The level of extinction at lower taxonomic levels was then estimated by Raup (1976) using a reverse rarefaction technique. This is based on the intuitive idea that the loss of 50% of families must equate to the loss of a much higher proportion of species: for a family to go extinct, every species in it must die out. The loss of 50% of families must mean that the other, surviving families are also hit hard, but if only one out of 100 species in a family survive, that family is deemed to survive. From this method, it is estimated that 96% of marine species were lost during the end-Permian extinction event (Raup 1976).

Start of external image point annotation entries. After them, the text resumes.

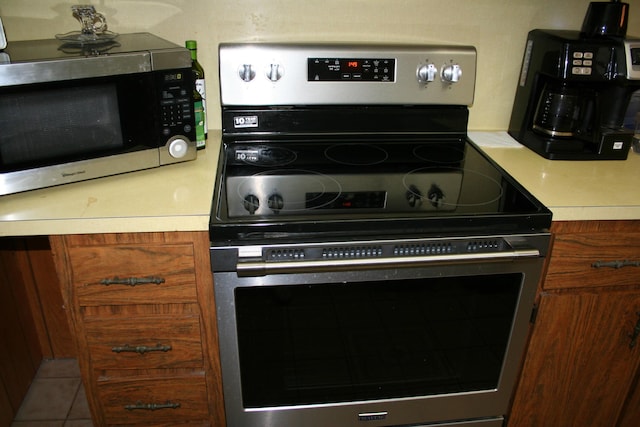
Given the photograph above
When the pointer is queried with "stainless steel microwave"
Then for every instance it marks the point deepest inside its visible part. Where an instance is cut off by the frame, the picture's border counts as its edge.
(71, 112)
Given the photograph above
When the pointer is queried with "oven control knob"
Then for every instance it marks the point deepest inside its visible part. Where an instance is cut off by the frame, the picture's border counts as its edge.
(435, 196)
(427, 73)
(275, 202)
(246, 72)
(414, 197)
(451, 73)
(274, 72)
(251, 203)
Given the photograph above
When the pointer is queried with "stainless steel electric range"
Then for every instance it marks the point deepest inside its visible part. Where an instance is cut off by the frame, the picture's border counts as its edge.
(372, 266)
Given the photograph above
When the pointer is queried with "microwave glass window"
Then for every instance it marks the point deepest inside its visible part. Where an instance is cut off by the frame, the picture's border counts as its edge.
(56, 124)
(309, 344)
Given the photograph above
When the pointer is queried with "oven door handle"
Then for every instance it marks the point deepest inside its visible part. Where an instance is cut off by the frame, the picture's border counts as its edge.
(261, 268)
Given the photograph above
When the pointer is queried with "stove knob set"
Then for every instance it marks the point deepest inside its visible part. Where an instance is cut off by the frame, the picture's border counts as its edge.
(451, 73)
(246, 72)
(427, 73)
(274, 72)
(251, 203)
(414, 197)
(275, 202)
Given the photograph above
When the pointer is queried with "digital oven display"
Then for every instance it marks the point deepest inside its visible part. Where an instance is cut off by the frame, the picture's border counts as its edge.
(635, 56)
(351, 69)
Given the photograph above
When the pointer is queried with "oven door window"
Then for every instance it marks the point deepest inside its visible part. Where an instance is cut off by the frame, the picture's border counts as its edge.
(308, 344)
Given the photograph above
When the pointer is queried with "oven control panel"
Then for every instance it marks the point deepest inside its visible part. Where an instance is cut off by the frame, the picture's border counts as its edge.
(256, 74)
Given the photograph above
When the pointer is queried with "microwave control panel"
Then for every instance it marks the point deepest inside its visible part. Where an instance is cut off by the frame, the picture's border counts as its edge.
(176, 108)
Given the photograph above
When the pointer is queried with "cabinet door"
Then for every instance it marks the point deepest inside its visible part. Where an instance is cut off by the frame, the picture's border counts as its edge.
(580, 363)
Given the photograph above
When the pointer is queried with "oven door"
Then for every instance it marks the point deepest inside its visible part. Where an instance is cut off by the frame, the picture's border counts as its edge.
(374, 341)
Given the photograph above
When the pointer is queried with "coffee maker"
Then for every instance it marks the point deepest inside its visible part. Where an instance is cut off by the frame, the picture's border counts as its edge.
(575, 87)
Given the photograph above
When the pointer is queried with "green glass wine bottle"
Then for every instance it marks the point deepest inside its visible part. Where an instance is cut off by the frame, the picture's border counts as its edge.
(199, 95)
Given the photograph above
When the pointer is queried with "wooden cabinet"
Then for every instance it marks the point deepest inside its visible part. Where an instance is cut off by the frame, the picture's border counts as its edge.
(143, 312)
(582, 363)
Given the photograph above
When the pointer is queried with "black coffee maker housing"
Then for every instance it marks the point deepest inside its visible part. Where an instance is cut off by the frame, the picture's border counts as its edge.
(574, 90)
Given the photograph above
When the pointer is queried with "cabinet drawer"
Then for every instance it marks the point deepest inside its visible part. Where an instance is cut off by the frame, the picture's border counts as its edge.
(133, 274)
(582, 260)
(153, 401)
(145, 342)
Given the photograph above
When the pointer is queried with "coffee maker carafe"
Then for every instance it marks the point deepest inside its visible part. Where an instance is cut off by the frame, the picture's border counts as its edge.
(575, 86)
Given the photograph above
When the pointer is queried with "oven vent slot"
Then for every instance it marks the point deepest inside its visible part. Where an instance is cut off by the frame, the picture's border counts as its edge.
(285, 254)
(349, 252)
(485, 245)
(423, 249)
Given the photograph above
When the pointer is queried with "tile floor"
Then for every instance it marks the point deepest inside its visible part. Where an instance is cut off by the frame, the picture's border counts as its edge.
(56, 398)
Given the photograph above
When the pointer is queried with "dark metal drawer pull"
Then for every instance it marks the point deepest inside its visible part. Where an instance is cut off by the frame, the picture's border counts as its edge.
(636, 333)
(132, 281)
(140, 349)
(616, 264)
(152, 406)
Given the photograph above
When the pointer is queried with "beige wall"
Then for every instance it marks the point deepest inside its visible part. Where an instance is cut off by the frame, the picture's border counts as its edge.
(497, 28)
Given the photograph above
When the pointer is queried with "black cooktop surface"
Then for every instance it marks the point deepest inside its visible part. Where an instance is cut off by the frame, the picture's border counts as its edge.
(334, 187)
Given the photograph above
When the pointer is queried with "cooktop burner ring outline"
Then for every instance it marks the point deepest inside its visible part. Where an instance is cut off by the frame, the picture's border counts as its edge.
(382, 151)
(298, 205)
(439, 169)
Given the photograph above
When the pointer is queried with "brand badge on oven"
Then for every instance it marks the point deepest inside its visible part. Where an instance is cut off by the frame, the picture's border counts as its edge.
(245, 122)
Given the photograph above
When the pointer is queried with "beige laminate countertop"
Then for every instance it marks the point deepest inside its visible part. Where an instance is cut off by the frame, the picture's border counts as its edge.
(178, 197)
(170, 198)
(572, 190)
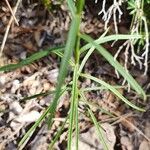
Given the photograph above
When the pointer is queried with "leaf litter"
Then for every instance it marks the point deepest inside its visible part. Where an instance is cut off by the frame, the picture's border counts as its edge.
(39, 29)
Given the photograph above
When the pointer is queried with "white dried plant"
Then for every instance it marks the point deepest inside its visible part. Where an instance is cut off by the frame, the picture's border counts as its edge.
(138, 27)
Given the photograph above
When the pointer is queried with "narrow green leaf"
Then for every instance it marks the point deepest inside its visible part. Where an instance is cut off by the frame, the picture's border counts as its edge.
(36, 124)
(116, 65)
(112, 89)
(65, 63)
(99, 130)
(58, 134)
(74, 100)
(104, 39)
(72, 7)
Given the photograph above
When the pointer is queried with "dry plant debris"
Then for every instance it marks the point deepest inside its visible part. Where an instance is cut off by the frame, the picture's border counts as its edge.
(39, 29)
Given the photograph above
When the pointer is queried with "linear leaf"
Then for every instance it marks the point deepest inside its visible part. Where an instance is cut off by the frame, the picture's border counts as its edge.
(112, 89)
(116, 65)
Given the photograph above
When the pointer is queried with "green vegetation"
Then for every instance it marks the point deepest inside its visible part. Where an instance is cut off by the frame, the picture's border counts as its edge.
(75, 49)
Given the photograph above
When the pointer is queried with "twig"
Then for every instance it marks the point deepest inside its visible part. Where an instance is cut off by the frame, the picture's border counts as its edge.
(12, 12)
(8, 27)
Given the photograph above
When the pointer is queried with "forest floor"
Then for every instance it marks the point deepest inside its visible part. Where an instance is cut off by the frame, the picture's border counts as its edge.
(39, 29)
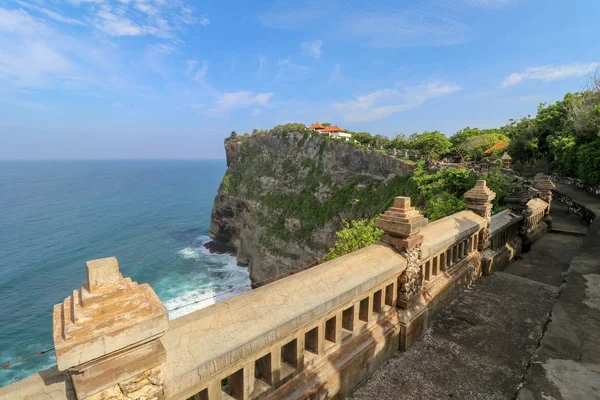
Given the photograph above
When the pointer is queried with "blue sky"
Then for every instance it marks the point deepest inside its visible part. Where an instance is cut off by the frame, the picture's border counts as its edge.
(171, 78)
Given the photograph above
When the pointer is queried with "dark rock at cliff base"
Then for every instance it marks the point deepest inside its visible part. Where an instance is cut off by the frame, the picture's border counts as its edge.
(285, 195)
(216, 247)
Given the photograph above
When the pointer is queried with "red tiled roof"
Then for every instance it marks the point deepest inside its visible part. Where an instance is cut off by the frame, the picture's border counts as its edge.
(334, 128)
(498, 146)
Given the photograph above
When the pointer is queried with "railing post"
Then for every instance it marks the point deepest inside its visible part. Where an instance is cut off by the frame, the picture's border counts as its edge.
(545, 186)
(402, 224)
(107, 336)
(479, 200)
(517, 202)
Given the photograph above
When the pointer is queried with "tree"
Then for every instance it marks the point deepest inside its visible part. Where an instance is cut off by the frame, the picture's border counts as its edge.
(363, 138)
(355, 235)
(430, 145)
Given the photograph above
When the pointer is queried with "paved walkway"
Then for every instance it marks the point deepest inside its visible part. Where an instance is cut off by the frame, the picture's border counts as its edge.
(567, 363)
(481, 346)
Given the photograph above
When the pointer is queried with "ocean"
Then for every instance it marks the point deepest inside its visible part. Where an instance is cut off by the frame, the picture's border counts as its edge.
(54, 215)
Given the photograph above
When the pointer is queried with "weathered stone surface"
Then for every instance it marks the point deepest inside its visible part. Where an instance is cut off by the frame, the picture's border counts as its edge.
(401, 221)
(111, 393)
(209, 340)
(124, 314)
(477, 348)
(103, 274)
(567, 363)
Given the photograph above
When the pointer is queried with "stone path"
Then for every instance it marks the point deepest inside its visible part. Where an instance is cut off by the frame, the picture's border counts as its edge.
(567, 363)
(481, 346)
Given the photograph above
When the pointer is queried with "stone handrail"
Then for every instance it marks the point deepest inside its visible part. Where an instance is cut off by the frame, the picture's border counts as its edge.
(595, 190)
(537, 209)
(315, 334)
(258, 339)
(447, 242)
(504, 228)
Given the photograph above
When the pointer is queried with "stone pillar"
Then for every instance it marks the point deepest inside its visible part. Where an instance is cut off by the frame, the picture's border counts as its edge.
(402, 224)
(107, 335)
(479, 200)
(517, 202)
(545, 186)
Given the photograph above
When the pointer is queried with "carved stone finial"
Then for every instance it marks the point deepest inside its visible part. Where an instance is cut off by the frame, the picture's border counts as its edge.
(518, 198)
(479, 199)
(108, 317)
(402, 224)
(545, 186)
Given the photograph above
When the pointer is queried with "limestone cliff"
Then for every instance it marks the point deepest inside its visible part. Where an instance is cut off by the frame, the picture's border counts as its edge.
(284, 196)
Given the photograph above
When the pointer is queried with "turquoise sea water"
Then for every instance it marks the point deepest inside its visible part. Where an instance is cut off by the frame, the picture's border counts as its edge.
(54, 215)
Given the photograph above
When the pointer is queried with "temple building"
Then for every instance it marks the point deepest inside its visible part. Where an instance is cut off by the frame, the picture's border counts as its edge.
(335, 131)
(316, 127)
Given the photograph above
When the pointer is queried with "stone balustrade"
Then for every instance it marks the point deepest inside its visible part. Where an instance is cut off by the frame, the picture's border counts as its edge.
(504, 228)
(315, 334)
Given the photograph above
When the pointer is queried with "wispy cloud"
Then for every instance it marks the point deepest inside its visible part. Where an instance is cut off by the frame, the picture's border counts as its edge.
(312, 48)
(204, 21)
(374, 25)
(289, 72)
(549, 73)
(262, 60)
(227, 102)
(382, 103)
(336, 75)
(51, 14)
(201, 72)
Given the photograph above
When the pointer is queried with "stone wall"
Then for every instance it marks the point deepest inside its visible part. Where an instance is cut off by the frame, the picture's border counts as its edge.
(316, 334)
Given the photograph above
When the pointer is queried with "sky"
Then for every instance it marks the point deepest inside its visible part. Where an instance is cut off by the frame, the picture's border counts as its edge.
(106, 79)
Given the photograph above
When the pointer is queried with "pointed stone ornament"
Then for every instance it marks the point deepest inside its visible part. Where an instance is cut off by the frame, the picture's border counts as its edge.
(545, 186)
(479, 199)
(401, 224)
(108, 330)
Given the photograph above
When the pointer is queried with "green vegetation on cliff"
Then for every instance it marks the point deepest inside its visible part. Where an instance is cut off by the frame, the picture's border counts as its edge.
(438, 195)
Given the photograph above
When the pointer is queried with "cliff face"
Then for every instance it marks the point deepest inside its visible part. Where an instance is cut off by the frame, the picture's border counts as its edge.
(284, 196)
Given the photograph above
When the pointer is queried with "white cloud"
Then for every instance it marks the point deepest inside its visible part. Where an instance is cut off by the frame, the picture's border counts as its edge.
(262, 60)
(312, 48)
(550, 73)
(51, 14)
(201, 72)
(116, 25)
(227, 102)
(290, 72)
(421, 24)
(336, 75)
(204, 21)
(19, 22)
(382, 103)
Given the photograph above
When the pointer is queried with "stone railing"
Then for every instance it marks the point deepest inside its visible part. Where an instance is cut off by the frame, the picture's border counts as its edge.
(447, 242)
(250, 345)
(595, 190)
(504, 229)
(575, 208)
(315, 334)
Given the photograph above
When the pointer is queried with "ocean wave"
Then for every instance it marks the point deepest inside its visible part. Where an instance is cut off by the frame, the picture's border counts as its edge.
(218, 278)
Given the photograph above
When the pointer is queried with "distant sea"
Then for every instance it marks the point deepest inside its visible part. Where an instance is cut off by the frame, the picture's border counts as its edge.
(54, 215)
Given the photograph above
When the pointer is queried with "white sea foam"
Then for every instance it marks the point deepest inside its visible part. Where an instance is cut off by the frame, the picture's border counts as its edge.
(188, 252)
(217, 275)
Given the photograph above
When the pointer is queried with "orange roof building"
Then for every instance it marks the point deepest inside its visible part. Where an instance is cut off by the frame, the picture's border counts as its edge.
(333, 128)
(316, 126)
(498, 146)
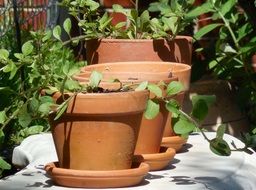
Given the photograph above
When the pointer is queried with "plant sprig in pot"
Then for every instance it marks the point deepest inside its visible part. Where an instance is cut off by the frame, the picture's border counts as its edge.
(140, 38)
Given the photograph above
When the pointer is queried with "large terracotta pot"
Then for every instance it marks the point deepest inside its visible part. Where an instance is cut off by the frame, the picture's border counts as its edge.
(151, 131)
(99, 131)
(118, 50)
(124, 3)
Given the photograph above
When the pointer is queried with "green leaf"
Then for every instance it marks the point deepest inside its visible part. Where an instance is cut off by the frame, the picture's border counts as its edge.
(173, 107)
(226, 48)
(72, 85)
(24, 117)
(46, 99)
(144, 18)
(226, 7)
(171, 23)
(208, 28)
(153, 88)
(33, 105)
(3, 117)
(200, 110)
(35, 129)
(2, 136)
(57, 32)
(174, 87)
(9, 67)
(4, 54)
(4, 165)
(95, 79)
(209, 99)
(45, 108)
(152, 109)
(119, 9)
(67, 25)
(142, 86)
(199, 10)
(93, 5)
(182, 126)
(27, 48)
(47, 36)
(62, 108)
(220, 147)
(220, 131)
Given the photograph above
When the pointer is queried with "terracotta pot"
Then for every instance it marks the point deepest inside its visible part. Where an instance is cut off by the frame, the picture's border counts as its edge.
(151, 131)
(99, 131)
(124, 3)
(147, 69)
(97, 179)
(118, 50)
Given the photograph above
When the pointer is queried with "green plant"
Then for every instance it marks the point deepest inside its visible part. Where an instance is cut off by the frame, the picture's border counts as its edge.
(233, 50)
(24, 111)
(170, 21)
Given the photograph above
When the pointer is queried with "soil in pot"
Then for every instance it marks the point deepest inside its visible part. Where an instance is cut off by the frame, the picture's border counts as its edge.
(118, 50)
(151, 131)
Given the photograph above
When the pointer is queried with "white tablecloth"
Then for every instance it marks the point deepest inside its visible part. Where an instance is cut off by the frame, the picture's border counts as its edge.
(195, 168)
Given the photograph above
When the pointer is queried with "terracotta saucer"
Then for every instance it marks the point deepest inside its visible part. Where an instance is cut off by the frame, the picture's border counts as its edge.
(97, 179)
(157, 161)
(175, 142)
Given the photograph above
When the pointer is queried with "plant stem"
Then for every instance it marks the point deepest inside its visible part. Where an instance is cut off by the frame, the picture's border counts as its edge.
(229, 29)
(195, 123)
(136, 21)
(80, 38)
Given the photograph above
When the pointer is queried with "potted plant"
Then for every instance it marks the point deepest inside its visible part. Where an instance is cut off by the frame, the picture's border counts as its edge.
(140, 38)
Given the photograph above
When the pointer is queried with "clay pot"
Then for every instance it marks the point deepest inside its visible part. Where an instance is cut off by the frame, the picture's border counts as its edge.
(97, 179)
(151, 131)
(118, 50)
(123, 3)
(99, 130)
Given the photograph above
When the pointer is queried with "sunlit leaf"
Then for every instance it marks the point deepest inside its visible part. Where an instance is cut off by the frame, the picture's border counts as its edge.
(152, 109)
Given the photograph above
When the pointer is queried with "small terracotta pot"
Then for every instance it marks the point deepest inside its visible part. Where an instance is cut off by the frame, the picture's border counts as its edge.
(99, 130)
(123, 3)
(151, 131)
(118, 50)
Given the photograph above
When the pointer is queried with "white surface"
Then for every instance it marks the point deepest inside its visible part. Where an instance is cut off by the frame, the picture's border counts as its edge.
(196, 168)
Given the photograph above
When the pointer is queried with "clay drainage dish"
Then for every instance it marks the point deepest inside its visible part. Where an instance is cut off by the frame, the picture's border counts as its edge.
(175, 142)
(97, 179)
(157, 161)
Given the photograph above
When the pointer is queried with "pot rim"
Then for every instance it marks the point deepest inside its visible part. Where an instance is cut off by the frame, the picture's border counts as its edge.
(116, 40)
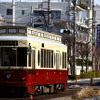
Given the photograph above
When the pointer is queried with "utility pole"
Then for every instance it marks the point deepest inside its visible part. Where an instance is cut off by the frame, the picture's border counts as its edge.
(93, 35)
(13, 9)
(74, 38)
(48, 12)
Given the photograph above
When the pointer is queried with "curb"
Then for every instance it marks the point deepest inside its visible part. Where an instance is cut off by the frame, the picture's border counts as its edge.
(82, 80)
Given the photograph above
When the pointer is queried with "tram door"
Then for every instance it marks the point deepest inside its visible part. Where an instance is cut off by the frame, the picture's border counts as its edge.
(57, 61)
(33, 60)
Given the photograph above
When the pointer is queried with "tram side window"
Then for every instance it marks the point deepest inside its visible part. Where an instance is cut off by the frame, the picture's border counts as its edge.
(22, 56)
(46, 58)
(64, 59)
(57, 61)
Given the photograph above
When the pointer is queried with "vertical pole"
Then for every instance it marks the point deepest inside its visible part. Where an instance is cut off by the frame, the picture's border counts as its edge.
(13, 17)
(93, 36)
(74, 39)
(48, 12)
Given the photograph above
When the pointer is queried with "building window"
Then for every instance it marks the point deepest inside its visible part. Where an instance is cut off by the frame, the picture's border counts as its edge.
(23, 12)
(56, 15)
(38, 13)
(64, 60)
(46, 58)
(9, 11)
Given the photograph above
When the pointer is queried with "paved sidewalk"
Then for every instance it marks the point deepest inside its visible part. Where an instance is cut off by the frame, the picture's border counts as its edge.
(81, 80)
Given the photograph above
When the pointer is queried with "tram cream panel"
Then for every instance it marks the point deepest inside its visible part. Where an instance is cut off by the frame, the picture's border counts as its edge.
(22, 43)
(55, 48)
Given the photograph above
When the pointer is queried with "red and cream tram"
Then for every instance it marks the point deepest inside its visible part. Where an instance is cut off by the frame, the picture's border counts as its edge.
(31, 61)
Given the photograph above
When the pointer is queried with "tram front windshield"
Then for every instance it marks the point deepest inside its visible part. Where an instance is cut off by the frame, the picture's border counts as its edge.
(11, 56)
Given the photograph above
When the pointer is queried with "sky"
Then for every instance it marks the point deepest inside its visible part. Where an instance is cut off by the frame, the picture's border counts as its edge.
(95, 1)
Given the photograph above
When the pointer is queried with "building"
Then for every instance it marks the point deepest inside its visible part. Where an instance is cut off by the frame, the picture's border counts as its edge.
(77, 15)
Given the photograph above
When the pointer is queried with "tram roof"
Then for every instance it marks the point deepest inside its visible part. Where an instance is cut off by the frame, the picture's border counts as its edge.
(28, 31)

However, this calculation assumes random species extinction across all families (i.e. no selectivity against certain groups), which is not true (McKinney 1995). The rarefaction technique might overestimate species extinction levels by 10-15%, so the real magnitude of the end-Permian event might be closer to 80% species loss.

…and at regional scale

It will probably be impossible ever to establish the global loss of species, except by this kind of extrapolation. However, it is remarkable that the same kinds of figures for species loss (90%) are found in regional-scale studies in the exceptional marine rock sequences in South China. Jin et al. (2000) found an overall loss of 90% of species in a first study. Song et al. (2013) confirm this finding, identifying two pulses of extinction. In the first phase, 57% of species disappeared, including all plankton and some benthic groups, including algae, rugose corals, and fusulinid forams. The second phase saw the extinction of 71% of the remaining species. When both events are combined, they saw the end of 90% of latest Permian species through the PTME.



The extinction of life at the end of the Permian in southern China, showing two key extinction levels, one in the latest Permian, and the second in the earliest Triassic, separated by 180,000 years. The stratigraphy is based on conodont zones, the bed numbers are from the Meishan type Permo-Triassic boundary section, and a plot of species richness through time is shown. Vertical bars are ranges of 537 marine species that span through these beds. Based on Song et al. (2013).


References

  • Benton, M.J. 1995. Diversification and extinction in the history of life. Science 268, 52-58. Download pdf.
  • Chen, Z.Q. and Benton, M.J. 2012. The timing and pattern of biotic recovery following the end-Permian mass extinction. Nature Geoscience 5, 375-383 (doi:10.1038/ngeo1475). Download pdf.
  • Jin, Y. G. et al. 2000. Pattern of marine mass extinction near the Permian Triassic boundary in South China. Science 289, 432-436.
  • McKinney, M.L. 1995. Extinction selectivity among lower taxa – gradational patterns and rarefaction error in extinction estimates. Paleobiology 21, 300-313.
  • Raup, D.M. 1979. Size of the Permo-Triassic bottleneck and its evolutionary implications. Science 206, 217-218.
  • Sepkoski, J.J. Jr. 1996. Patterns of Phanerozoic extinction: a perspective from global data bases. In Global Events and Event Stratigraphy (Walliser, O.H., ed.), pp. 35-51, Springer.
  • Song, H.J., Wignall, P.B., Tong, J.N., and Yin, H.F. 2013. Two pulses of extinction during the Permian-Triassic crisis. Nature Geoscience 6, 52-56.